Pony Pony Run Run – « You Need Pony Pony Run Run »

pony180Album
(3eme Bureau)
08/06/2009

Actifs depuis quelques années et après une demi-poignée de démos, Pony Pony Run Run voit enfin le bout du tunnel, soit la reconnaissance tardive d’un label qui veuille bien lui laisser sa chance. L’attente fut donc longue, mais pas vaine pour ces quatre Nantais jadis facilement apparentés au courant émo (Get Up Kids et consorts) en raison de la forte présence de synthés et de guitares aussi fat que grassouillettes. Depuis, le groupe a tranquillement suivi son chemin, sans autre considération que de composer une musique qui lui plaise, en cherchant la chanson parfaite, et en envoyant systématiquement bouler tous les a priori typiquement français qui auraient pu lui mettre des bâtons dans les roues. Du coup, Pony Pony Run Run, à défaut de totalement les dépayser, pourrait bien surprendre les quatre ou cinq rockeurs boutonneux à avoir connu ses débuts. Le power d’antan a, en effet, peu à peu laissé la place à un rock dansant et eighties s’inscrivant pleinement dans l’air du temps, mais son sens ultra aiguisé de la mélodie s’inscrit toujours comme le solide fil conducteur de sa courte et encore confidentielle discographie. « You Need Pony Pony Run Run », premier album, changera certainement la donne, bien qu’il doive s’attendre à quelques critiques: facile, opportuniste, formaté seront sans doute les plus récurrentes, et on pourra difficilement les contredire.
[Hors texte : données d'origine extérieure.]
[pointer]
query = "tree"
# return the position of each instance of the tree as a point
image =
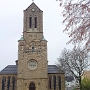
(73, 62)
(77, 20)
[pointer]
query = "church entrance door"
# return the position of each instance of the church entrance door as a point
(32, 86)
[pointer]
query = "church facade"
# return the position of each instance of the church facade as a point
(32, 71)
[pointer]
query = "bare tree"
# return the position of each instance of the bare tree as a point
(77, 21)
(73, 62)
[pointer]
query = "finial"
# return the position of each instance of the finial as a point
(32, 1)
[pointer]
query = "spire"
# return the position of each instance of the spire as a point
(32, 1)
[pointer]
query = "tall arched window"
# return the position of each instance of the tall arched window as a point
(32, 86)
(13, 83)
(3, 83)
(54, 81)
(30, 22)
(50, 82)
(59, 82)
(35, 22)
(8, 83)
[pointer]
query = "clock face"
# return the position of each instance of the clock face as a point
(32, 64)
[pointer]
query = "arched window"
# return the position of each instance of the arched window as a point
(35, 22)
(3, 83)
(59, 82)
(54, 81)
(13, 83)
(30, 22)
(32, 86)
(8, 83)
(50, 82)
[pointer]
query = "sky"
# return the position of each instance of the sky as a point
(11, 28)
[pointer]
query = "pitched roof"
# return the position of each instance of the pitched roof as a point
(12, 69)
(34, 5)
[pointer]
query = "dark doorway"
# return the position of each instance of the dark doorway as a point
(32, 86)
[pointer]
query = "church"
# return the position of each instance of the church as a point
(32, 71)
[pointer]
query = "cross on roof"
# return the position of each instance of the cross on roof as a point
(32, 0)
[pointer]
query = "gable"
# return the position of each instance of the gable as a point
(12, 69)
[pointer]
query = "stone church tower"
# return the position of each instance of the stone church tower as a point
(32, 51)
(32, 71)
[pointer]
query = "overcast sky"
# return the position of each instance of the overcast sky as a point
(11, 27)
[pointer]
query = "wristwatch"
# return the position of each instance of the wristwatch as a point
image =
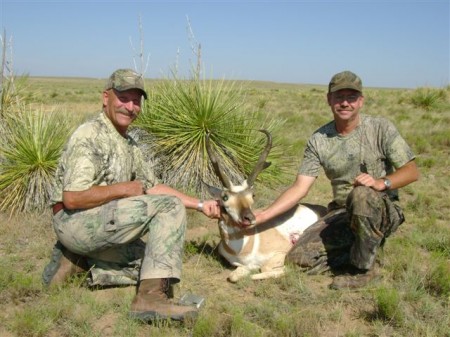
(387, 183)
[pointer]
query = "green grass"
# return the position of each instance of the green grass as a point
(412, 299)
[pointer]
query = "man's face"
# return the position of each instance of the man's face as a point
(122, 107)
(345, 103)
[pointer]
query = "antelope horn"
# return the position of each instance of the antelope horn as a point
(261, 164)
(223, 178)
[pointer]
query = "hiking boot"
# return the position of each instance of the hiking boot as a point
(63, 264)
(357, 278)
(152, 303)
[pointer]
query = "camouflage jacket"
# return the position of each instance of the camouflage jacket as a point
(375, 146)
(97, 155)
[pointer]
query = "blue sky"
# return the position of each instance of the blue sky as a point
(395, 43)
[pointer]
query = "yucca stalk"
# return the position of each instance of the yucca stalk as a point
(178, 116)
(32, 142)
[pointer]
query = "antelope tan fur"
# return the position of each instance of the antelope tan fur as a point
(261, 248)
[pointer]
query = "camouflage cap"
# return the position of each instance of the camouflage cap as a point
(345, 80)
(126, 79)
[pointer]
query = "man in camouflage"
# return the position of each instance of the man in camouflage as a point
(112, 216)
(366, 160)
Pourtant, si l’on se plait à généralement conspuer ce genre d’approche, Pony Pony Run Run, alors prisonnier dans un coin du ring, se sauve des cordes grâce à cette facilité déconcertante à pondre des tubes qui lui confèrent un solide capital sympathie. Et les exemples sont multiples: « Out Of Control », « Walking On a Line », l’imparable « Hey You », « Future Of a Nation », « First Date Mullet », « 1997 » et « Girl I Know » sont autant de pépites capables d’aller détrôner le pouvoir festif de Calvin Harris, ou rassembler au sein d’une même fête adolescente les inconditionnels de Weezer et Corona. Pas la bière, plutôt cet exécrable groupe dance qui a fait le bonheur des campings pendant les années 90. Là encore, Pony Pony Run Run est assez malin pour s’en tirer, en assumant pleinement toutes ces influences que beaucoup auraient précautionneusement caché. Lui s’en fout, et parvient à faire mouche. Reste à savoir pour combien de temps, car si ce premier album est d’une efficacité rarement atteinte, il reste définitivement ancré dans un registre sur le déclin.